Freshmen football players at the University of Houston sport shaved heads. The custom is part of football tradition at Houston, but to a nonfootball-playing psychology student named Rick Brass it is an imposed indignity and therefore appalling.
"It's demeaning to the campus in general," he said. "Anyone who cares about people would be insulted by this type of activity." He told university administrators it constituted hazing, which is prohibited by Texas state law. The law says further that a member of the faculty or administration who knowingly permits hazing and refuses to report it can be suspended for three years, fined up to $500 and sent to jail for 30 days.

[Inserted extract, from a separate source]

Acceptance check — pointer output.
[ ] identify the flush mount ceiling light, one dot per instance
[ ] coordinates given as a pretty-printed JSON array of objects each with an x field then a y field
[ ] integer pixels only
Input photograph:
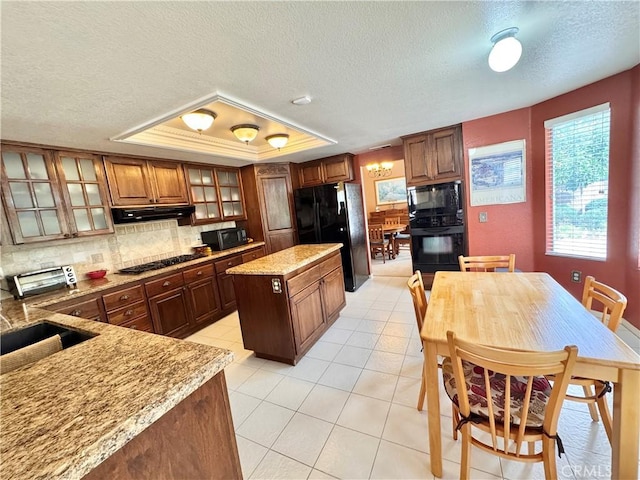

Brass said it was necessary for a shaven freshman to complain before legal action could be taken and conceded that because of the close ties among football players it was unlikely such a complaint would be forthcoming. "Stopping the shaving is going to have to come from outside football," he said. "Nobody wants to take away the prestige that goes with being a football player. All I want to do is have them stop violating somebody's rights, which is what shaving heads is."
Faced with the situation, head Football Coach Bill Yeoman said, wearily, "Five or six years ago the freshmen themselves decided to shave their heads. It's been done ever since." Asked if the freshmen did it to themselves, Yeoman said, "I'm not interested."
SECOND CITY'S SECOND PLAYER
Much attention has been paid this season to that baseball player in Chicago whose batting average is .309, who has hit 37 home runs and who has driven in 112 runs, a performance that has contributed handsomely to his team's strong second-place standing. Curiously, even sadly, almost no attention has been paid to that other player in the nation's Second City whose average is .335, who has hit 34 home runs and who has driven in 114 runs, a performance that has contributed handsomely to his team's strong second-place standing. While Dick Allen of the White Sox has been in the spotlight all year and seems a good bet for the American League's Most Valuable Player Award, the obscure Billy Williams of the Cubs has been going along having what for him is almost a routine superb season. Two years ago he finished with 42 home runs, 129 runs batted in, a .322 batting average and no glory. Most of that, including the Most Valuable Player Award, went to Johnny Bench, whose Cincinnati Reds won the pennant. Bench may win the MVP again this season, or perhaps Willie Stargell of the Pittsburgh Pirates will, although neither is having as good a year as Williams. But MVP awards generally go with pennants or publicity, and Williams has had neither. It appears then that he will have to be satisfied with knowing that year in and year out he is just about the best hitter in baseball.
When Bobby Fischer returned to New York last week from Iceland after becoming heavyweight chess champion, politicians rushed to welcome him with wit that flowed like mucilage. Bobby Fischer Day scarcely approached the historic greetings accorded Charles Lindbergh or Amelia Earhart, but several hundred natives, including Mayor Lindsay, gathered to pun. A banner over the City Hall portico had a drawing of a chess piece and the legend "Welcome Bobby Fischer, World's Chess Champion." Since New York City always lives beyond its means, the reverse side of the secondhand banner read, "Welcome Apollo 16."
The mayor opened the day by telling a smiling Fischer, "It is not within my power to make you a bishop, a knight or a king." He called the champ well-nigh unique, and "an authentic Brooklyn genius." As Fischer was born in Chicago, though raised in Brooklyn, Mayor Daley seems entitled to equal time. Sebastian Leone, borough president of Brooklyn, rose to remark that Brooklynites came to the ceremony secure in the knowledge that "for the first time in our lives we were not going to get rooked when we got to Manhattan." Getting into the thickness of the occasion, Fischer replied, "I would like to deny a vicious rumor going around. It is not true that Henry Kissinger phoned me early to tell me the moves."
Next day in The New York Times a caption under a photograph of Fischer and Lindsay read "Good Move." Not to be daunted, The Daily News had captions that said, "They All Came Out to Check the King," and "A thousand or so of Fischer's fans are but pawns in his hands at City Hall ceremonies yesterday."